Ex-jihadi housewife jailed in Norway for joining IS

A Norwegian court on Tuesday sentenced a woman who lived as a housewife in Syria to prison for being a member of the Islamic State group (IS), despite not actively fighting herself.

Ex-jihadi housewife jailed in Norway for joining IS
The Kurdish-run al-Hol camp which holds suspected relatives of Islamic State fighters.Photo: Delil SOULEIMAN / AFP

The Oslo court sentenced the Norwegian-Pakistani woman to three and a half years in prison for “participating in a terrorist organisation” by taking care of her household and enabling her three husbands to fight.

“By travelling to an area controlled by IS in Syria… by moving in and living with her husbands, taking care of the children and various tasks at home, the defendant enabled her three husbands to actively participate in IS fighting,” judge Ingmar Nilsen said as he read out the verdict.

Being a housewife to three successive husbands did not render her a passive bystander, the judge said.

“On the contrary, she was a supporter who enabled the jihad, looked after her three husbands at home and raised the new generation of IS recruits,” he said.

The young woman, who admitted having “radical ideas” at the time, left for Syria in early 2013 to join an Islamist fighter, Bastian Vasquez, who was fighting the regime.

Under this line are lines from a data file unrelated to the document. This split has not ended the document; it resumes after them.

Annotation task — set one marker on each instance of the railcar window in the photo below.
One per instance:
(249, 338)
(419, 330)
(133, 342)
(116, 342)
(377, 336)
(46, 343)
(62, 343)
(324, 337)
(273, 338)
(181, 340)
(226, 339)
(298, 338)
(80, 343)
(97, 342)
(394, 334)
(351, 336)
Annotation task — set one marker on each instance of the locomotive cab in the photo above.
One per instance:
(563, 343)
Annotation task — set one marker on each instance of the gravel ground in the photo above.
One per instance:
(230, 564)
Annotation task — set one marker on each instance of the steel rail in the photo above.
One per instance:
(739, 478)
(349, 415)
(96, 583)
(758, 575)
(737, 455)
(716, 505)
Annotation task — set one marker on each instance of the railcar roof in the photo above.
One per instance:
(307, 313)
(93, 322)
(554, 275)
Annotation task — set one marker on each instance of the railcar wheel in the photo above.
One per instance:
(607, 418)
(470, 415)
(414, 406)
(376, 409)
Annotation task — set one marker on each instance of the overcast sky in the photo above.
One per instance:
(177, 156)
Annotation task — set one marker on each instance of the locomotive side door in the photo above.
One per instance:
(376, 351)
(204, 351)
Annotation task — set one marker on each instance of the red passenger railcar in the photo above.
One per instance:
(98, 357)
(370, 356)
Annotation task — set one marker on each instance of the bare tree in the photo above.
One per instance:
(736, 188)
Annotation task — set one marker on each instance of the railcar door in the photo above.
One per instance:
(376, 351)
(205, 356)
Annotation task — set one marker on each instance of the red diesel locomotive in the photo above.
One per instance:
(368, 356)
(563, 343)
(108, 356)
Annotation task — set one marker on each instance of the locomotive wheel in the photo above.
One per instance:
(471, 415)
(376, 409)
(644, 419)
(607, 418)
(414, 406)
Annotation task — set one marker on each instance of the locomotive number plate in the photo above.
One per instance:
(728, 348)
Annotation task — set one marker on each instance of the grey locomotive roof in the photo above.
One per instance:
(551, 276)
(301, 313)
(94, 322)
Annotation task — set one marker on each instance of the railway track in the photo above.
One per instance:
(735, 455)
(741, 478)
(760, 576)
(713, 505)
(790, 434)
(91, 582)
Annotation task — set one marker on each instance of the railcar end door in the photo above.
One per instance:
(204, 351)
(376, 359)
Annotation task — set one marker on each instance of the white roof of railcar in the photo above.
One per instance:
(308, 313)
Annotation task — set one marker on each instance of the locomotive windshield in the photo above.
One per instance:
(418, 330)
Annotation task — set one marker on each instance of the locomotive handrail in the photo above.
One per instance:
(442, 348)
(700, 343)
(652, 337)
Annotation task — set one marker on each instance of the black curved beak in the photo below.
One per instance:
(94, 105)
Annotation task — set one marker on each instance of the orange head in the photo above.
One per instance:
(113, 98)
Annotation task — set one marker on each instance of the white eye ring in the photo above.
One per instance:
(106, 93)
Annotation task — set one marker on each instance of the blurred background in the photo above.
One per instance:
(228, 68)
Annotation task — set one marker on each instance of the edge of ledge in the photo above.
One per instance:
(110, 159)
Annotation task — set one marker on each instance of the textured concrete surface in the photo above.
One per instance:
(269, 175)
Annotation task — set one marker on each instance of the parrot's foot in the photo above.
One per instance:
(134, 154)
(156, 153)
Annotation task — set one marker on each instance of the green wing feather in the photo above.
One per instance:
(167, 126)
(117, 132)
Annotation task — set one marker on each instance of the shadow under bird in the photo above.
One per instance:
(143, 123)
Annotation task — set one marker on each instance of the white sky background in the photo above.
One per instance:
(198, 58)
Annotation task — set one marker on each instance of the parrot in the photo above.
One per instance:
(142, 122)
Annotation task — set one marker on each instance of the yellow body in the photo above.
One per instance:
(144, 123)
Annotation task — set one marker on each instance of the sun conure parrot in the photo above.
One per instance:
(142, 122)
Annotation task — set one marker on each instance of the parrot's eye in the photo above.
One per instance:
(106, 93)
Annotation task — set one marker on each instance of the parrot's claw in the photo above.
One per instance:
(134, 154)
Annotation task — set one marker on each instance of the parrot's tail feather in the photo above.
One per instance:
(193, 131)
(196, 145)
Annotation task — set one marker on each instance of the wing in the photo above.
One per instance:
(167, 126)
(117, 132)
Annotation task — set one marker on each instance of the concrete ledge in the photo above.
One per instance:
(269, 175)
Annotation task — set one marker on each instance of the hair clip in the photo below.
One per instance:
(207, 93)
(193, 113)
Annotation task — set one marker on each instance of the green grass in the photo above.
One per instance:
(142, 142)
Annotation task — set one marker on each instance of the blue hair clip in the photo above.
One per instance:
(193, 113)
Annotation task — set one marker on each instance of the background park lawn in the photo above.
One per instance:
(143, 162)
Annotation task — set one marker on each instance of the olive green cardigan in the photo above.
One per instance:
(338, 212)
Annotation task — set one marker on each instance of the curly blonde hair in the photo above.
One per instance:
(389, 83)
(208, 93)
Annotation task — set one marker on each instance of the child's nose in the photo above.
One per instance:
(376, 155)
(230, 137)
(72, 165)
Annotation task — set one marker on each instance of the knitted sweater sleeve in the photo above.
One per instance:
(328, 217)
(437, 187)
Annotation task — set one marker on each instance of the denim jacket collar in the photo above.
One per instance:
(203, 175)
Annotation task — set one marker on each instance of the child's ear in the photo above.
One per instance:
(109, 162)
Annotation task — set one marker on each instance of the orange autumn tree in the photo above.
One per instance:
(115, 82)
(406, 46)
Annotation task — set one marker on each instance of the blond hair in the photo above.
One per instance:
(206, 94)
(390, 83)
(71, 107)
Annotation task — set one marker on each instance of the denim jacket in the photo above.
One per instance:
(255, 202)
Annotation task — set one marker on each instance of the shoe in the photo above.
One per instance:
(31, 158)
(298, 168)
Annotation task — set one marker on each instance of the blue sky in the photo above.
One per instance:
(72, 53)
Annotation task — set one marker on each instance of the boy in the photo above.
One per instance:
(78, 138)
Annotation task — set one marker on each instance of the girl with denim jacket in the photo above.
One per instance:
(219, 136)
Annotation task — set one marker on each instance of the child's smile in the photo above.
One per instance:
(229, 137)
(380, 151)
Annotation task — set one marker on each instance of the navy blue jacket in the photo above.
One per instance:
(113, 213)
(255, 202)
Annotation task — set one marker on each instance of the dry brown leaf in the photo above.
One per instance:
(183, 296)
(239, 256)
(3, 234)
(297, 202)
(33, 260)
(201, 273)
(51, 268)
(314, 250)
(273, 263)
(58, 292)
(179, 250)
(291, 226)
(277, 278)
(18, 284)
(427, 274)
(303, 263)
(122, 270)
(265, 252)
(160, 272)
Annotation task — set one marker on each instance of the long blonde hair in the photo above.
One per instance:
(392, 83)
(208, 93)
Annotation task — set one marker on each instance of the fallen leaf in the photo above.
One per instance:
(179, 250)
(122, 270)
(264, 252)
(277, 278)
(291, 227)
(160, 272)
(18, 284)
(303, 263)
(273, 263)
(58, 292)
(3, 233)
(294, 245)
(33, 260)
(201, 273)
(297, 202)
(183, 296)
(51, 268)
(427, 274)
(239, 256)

Although she did not take up arms herself, she was accused of having allowed her husbands to go fight while taking care of her two children and household chores.

The trial was the first prosecution in Norway of someone who had returned after joining IS.

“This is a special case,” prosecutor Geir Evanger acknowledged during the trial.

“This is the first time that, to put it bluntly, someone has been charged for being a wife and mother.”

The prosecution had called for a four-year sentence, while the defence had called for her acquittal and immediately appealed Tuesday’s verdict.

The woman’s lawyer, Nils Christian Nordhus, argued that his client had quickly wanted to leave Syria after being subjected to domestic violence.

She had also been a victim of human trafficking because she had been held against her will, he added.

But the judge stressed that she had participated in the organisation “knowingly” and of her own will.

The woman was repatriated to Norway in early 2020 on humanitarian grounds with her two children, including a young boy described as seriously ill.

At least four other Norwegian women and their children are being held in Kurdish-controlled camps in Syria.